Issue using ._parameters internal method

blade · October 18, 2021, 3:55pm

I’m trying to access model parameters using the internal ._parameters method. When I define the model as below, I get model parameters without any issue

model = nn.Linear(10, 10)
print(model._parameters)

However, when I use this method to get parameters of a model defined as a class, I get an empty OrderedDict().

class MyModel(nn.Module):
    def __init__(self):
        super(MyModel, self).__init__()
        self.fc = nn.Linear(10, 10)

    def forward(self, x):
        return self.fc(x)

model = MyModel()
print(model._parameters)

Is there a solution to this using ._parameters?

NOTE: I understand that using internal methods are frowned upon.

albanD · October 18, 2021, 4:36pm

Hi,

Could you give more details on why you use this instead of model.parameters() ?

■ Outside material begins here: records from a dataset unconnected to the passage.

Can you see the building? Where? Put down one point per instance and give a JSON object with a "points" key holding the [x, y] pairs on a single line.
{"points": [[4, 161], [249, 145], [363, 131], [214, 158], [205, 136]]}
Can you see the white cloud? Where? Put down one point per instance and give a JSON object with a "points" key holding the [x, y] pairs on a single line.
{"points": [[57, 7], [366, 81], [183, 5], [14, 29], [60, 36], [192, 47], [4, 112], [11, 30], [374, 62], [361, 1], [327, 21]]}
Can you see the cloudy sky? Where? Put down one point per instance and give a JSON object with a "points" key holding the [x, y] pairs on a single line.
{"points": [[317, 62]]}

blade · October 18, 2021, 4:47pm

A number of models that differentiate through an optimization algorithm use this in order to maintain the differentiability of the model. Here is a meta-learning package that uses this approach (see L. 273) and here is another user that uses this to solve a similar problem.

albanD · October 18, 2021, 5:30pm

I think a nicer solution here is to just del/set the attribute so that you don’t get into trouble:

module._parameters[param_key] = memo[p]

# Can become
delattr(module, param_key)
setattr(module, param_key, memo[p])

Taking a step back, we have a new experiemental “stateless” version of Module that might help you here (pytorch/_stateless.py at 8532061bce8da8b5fe9ecce1067ade16793a7ee3 · pytorch/pytorch · GitHub)
In particular, you can call your Module with a set of params without having to set them as parameters with functional_call(model, temporary_params, input).

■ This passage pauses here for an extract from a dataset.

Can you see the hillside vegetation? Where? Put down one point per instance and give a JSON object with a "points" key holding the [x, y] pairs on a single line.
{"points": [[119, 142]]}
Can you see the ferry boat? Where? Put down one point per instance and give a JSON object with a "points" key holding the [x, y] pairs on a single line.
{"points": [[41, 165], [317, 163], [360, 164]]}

blade · October 19, 2021, 3:15pm

So, re the first part, when I run:

delattr(model._modules[key], param_key)
setattr(model._modules[key], param_key, updated)

print(model._modules[key]._parameters[param_key])

I get the error:

print(model._modules[key]._parameters[param_key])

KeyError: ‘weight’

where param_key is weight. The point being, when I loop over parameters using

for param_key in model._modules[key]._parameters:
    # module._modules[key]._parameters[param_key] = memo[p]  # old

    delattr(module, param_key)
    setattr(module, param_key, memo[p])

upon the second iteration I get the error:

for param_key in model._modules[key]._parameters:
RuntimeError: OrderedDict mutated during iteration

Re the second part, I tried using _stateless with the snippet you provided here, and I’m getting the following error:

for name, tensor in parameters_and_buffers.items():
AttributeError: ‘generator’ object has no attribute ‘items’

when I

print(params)

I get

<generator object Module.named_parameters at 0x7f98f8dc1450>

My model parameters include:

self.fc = nn.Linear(10, 10)
self.relu = nn.ReLU()
self.params_list = nn.ParameterList([self.fc1.weight, self.fc1.bias])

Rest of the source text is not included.